L'arrestation et la détention de ces hommes violent l'article 9 du Pacte international relatif aux droits civils et politiques (ICCPR), qui garantit le droit à la liberté et à la sécurité d'une personne et les droits à ne pas être arbitrairement détenu. Le Sénégal a ratifié sans réserves l'ICCPR en 1978. Les procés criminels se fondant sur l'article 319.3 du code pénal violent les engagements du Sénégal issus de ce traité. Le Sénégal devrait abroger l'article 319.3 qui gêne aussi fortement la prévention en matière d'HIV et de SIDA ainsi que les efforts éducatifs, privant d'importantes parties de la population de traitement et de soins.
Ces hommes ont été arrêtés quelques jours après que le Sénégal a accueilli la 15ème Conférence Internationale sur le SIDA et les Infections sexuellement transmissibles en Afrique (ICASA). Lors de cette conférence, des exposés ont signalé les apparentes contradictions qui existent dans quelques pays, tel que le Sénégal, qui ciblent des efforts de prévention du HIV et du SIDA vers les populations d'hommes qui ont des rapports sexuels avec d'autres hommes, et qui continuent à criminaliser les relations homosexuelles.
Les avocats travaillant sur la prévention du HIV et du SIDA montrent qu'une telle approche conduit nécessairement les populations ciblées à la clandestinité et atténue l'efficacité des efforts d'intervention sur le HIV.
L'article 7 de la Déclaration de l'ONU sur les défenseurs des droits humains stipule que "chacun a le droit, individuellement et en association, d'élaborer de nouveaux principes et et idées dans le domaine des droits de l'homme, d'en discuter et d'en promouvoir la reconnaissance". Le rapport sur les défenseurs des droits humains rendu par le représentant spécial du secrétaire-général et présenté devant l'Assemblée générale de l'ONU, identifie spécifiquement les défenseurs des droits de l'homme issus des communautés lesbiennes, gay, bi et transsexuelles, et des communautés intersexuées, comme présentant un risque particulier, et il a appelé à une plus grande vigilance dans la protection de leurs droits.

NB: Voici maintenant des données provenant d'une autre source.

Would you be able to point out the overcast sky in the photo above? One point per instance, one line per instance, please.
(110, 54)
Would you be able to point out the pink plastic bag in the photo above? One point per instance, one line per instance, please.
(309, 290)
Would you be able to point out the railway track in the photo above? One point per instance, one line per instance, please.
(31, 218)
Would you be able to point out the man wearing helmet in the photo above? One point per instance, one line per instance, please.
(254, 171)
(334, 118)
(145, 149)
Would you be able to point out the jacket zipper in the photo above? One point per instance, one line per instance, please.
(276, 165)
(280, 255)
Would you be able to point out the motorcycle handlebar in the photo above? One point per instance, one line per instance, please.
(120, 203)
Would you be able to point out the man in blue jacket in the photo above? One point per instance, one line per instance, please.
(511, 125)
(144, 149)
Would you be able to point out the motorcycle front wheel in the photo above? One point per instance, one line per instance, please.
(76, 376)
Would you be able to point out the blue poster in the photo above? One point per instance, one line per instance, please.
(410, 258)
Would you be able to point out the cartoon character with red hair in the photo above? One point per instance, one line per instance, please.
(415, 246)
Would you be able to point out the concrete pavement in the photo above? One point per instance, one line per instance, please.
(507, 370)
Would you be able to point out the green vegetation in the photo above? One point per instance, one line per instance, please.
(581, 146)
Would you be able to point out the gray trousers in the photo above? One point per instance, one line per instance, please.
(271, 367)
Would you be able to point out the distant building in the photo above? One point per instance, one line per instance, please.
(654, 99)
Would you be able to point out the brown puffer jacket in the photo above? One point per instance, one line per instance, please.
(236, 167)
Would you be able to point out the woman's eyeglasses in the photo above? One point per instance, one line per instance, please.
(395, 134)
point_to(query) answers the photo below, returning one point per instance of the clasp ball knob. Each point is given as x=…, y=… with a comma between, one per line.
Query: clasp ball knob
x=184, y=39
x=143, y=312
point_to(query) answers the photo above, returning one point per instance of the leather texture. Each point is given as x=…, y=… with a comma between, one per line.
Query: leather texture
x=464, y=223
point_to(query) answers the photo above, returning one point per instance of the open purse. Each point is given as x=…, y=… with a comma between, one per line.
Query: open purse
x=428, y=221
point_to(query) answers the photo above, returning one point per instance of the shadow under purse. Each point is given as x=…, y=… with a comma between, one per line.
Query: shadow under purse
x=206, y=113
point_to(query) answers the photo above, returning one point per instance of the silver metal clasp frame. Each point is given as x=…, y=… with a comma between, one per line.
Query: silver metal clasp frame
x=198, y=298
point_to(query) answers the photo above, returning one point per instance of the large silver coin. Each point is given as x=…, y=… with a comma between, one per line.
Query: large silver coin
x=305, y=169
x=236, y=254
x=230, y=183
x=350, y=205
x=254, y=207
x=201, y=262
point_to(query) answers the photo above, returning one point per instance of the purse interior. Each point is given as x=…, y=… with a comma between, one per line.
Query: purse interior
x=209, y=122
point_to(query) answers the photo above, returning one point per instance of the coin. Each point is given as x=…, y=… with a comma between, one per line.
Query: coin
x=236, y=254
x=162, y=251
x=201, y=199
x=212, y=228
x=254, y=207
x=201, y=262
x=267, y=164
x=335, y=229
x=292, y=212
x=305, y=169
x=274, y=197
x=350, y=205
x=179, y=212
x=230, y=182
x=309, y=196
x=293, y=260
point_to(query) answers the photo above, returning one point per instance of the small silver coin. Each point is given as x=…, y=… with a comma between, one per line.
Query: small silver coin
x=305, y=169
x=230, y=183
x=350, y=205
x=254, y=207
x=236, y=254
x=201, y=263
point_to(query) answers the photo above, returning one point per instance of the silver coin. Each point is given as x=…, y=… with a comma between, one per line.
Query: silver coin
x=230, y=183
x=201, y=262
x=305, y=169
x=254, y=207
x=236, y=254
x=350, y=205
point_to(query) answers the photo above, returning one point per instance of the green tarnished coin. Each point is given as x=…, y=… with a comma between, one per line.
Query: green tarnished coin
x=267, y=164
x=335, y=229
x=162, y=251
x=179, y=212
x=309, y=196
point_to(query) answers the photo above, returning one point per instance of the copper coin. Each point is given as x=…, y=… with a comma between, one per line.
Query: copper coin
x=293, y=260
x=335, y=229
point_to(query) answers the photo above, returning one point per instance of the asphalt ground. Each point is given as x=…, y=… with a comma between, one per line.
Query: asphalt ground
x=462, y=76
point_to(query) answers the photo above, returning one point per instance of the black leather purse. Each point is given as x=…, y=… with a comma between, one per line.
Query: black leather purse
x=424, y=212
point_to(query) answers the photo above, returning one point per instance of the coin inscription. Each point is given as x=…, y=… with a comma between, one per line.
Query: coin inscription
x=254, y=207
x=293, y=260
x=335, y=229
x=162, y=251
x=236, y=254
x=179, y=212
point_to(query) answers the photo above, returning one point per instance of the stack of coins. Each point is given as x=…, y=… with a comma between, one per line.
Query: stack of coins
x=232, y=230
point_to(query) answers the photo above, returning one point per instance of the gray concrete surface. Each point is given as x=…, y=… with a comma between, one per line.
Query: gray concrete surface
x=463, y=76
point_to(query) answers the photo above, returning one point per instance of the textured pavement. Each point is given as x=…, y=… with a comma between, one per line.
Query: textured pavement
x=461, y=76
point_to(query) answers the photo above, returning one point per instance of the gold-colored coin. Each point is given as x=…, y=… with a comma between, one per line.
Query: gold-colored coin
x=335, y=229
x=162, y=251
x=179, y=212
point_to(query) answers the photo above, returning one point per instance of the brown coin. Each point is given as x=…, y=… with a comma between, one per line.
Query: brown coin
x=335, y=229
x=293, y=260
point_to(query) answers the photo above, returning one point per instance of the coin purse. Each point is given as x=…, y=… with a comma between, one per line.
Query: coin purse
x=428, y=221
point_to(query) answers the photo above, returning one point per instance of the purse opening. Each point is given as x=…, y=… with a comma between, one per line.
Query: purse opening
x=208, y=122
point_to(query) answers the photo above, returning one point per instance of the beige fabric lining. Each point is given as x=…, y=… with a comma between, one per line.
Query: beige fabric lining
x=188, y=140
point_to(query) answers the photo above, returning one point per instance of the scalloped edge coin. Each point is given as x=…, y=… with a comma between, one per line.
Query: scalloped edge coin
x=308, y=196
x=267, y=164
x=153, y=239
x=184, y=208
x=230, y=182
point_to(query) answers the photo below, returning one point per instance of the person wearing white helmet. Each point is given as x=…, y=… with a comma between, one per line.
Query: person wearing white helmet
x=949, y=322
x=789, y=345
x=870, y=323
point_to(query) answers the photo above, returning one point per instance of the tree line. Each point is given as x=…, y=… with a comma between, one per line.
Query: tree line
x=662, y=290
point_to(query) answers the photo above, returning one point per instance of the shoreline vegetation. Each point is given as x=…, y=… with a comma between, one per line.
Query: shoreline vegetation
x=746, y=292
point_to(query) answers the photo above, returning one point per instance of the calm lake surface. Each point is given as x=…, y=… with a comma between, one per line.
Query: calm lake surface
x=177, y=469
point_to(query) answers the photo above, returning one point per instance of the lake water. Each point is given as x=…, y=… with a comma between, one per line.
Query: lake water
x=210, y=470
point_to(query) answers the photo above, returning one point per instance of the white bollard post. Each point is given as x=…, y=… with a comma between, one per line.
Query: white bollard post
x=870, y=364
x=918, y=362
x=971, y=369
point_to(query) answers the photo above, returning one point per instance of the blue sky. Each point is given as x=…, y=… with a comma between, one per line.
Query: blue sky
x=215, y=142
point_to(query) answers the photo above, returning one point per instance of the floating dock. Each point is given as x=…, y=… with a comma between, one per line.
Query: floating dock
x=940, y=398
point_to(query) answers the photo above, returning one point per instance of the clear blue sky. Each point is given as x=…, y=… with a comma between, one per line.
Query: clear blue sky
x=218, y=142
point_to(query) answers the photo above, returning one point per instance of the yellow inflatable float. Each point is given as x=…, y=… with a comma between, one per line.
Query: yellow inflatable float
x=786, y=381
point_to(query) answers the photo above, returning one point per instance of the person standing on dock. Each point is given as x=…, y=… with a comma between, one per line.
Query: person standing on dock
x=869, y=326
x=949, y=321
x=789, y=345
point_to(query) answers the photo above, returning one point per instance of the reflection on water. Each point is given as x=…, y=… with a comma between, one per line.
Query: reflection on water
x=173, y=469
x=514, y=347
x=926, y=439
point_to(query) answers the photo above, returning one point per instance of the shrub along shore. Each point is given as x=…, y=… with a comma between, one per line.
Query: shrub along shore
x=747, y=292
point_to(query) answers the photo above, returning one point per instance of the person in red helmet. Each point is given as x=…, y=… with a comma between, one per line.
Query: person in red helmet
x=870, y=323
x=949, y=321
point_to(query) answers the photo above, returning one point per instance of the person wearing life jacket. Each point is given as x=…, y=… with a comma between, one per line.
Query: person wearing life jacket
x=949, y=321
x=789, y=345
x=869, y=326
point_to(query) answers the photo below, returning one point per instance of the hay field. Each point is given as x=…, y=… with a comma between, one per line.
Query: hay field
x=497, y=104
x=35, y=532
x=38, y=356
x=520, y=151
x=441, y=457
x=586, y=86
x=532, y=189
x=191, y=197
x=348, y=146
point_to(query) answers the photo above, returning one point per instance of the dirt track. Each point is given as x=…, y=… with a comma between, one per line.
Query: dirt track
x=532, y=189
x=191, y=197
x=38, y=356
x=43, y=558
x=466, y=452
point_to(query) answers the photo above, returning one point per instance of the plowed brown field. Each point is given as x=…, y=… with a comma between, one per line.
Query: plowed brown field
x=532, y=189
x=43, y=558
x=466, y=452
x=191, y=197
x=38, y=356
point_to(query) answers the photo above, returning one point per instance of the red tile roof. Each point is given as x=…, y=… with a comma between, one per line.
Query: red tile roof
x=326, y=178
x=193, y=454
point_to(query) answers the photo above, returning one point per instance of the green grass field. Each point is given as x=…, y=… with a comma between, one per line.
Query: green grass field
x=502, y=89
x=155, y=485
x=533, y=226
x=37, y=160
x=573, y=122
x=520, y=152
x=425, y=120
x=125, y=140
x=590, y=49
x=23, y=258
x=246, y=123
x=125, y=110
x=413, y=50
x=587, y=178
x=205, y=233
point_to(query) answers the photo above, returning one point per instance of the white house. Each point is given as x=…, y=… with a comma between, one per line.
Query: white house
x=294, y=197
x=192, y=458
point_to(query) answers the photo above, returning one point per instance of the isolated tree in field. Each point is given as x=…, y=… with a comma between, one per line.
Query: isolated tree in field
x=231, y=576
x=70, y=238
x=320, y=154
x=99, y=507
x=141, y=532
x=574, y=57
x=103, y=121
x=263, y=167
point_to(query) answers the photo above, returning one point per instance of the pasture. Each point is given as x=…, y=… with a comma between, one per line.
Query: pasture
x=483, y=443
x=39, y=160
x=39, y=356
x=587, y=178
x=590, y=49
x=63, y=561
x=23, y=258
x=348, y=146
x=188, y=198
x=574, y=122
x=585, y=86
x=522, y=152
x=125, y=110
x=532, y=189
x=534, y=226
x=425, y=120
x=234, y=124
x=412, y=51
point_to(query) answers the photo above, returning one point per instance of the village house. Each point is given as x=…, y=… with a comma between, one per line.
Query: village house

Le Comité des droits de l'homme de l'ONU, qui fait autorité pour interpréter l'ICCPR et évalue la conformité à ses dispositions, a estimé en 1994, dans le cas Toonen c. Australia que les lois criminalisant un comportement homosexuel consenti entre adultes violaient les protections prévues par l'ICCPR. Selon les données de l'ONUSIDA, au moins 5 à 10 pour cent des infections HIV dans le monde proviennent de relations sexuelles entre hommes, bien que ce chiffre varie considérablement selon la région concernée. Les lois criminalisant un comportement sexuel consenti conduisent à la clandestinité ces populations vulnérables et autorise des violations flagrantes des droits fondamentaux à la vie, à la liberté d'expression et d'association, et à la santé.